Ulm..  Tausende Sparkassen-Kunden können erst einmal aufatmen: Die Sparkasse Ulm darf Sparern im Streit um hochverzinste Verträge nicht einfach kündigen. Das geht aus einem Urteil des Landgerichts Ulm vom Montag hervor. Ein ordentliches Kündigungsrecht der sogenannten Scala-Verträge bestehe nach den gesetzlichen Vorschriften nicht, teilte das Gericht mit. Ein Sprecher des Instituts kündigte an, das Urteil zu prüfen und dann über Rechtsmittel zu entscheiden.

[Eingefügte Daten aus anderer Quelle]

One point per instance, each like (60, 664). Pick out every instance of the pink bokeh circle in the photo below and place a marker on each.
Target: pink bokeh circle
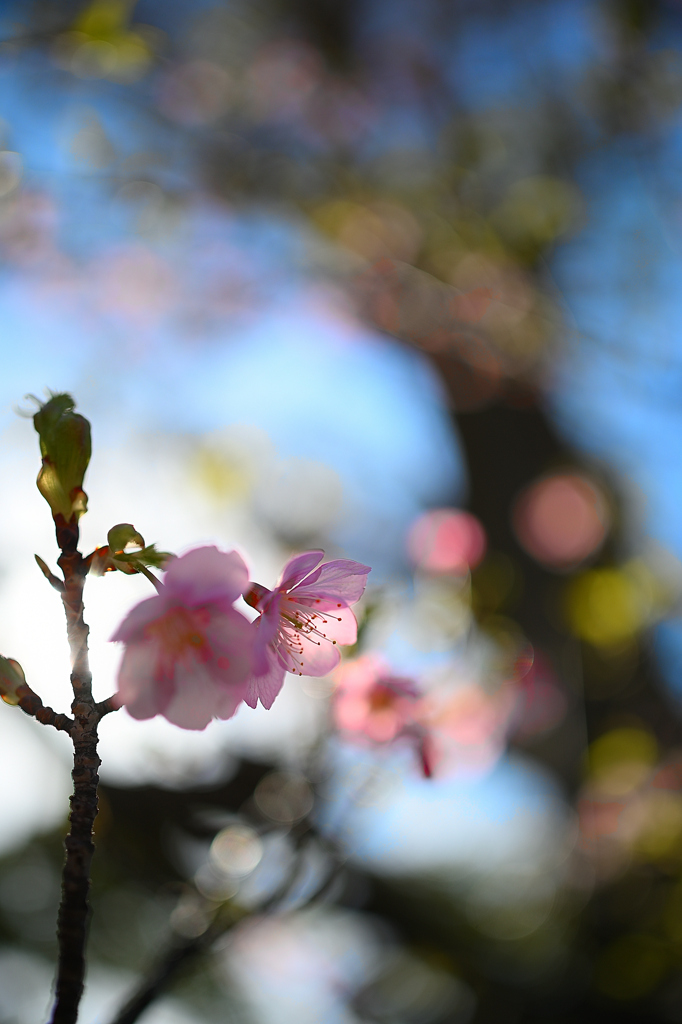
(445, 541)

Hintergrund der Auseinandersetzung ist die anhaltende Niedrigzinsphase, im Zuge derer sich die Bank in ihrer Kreditvergabe gefährdet sieht. Sie hatte in dem Zusammenhang mit einem Wegfall der Geschäftsgrundlage argumentiert und versucht, Sparer mit Alternativen aus lukrativen Verträgen zu locken – ansonsten drohte die Kündigung. Dagegen geklagt hatte unter anderem ein Anwalt, der mehrere Sparer vertritt.

Der Verbraucherzentrale Baden-Württemberg zufolge hat die Entscheidung des Landgerichts auch Signalwirkung für andere Sparkassen und Banken.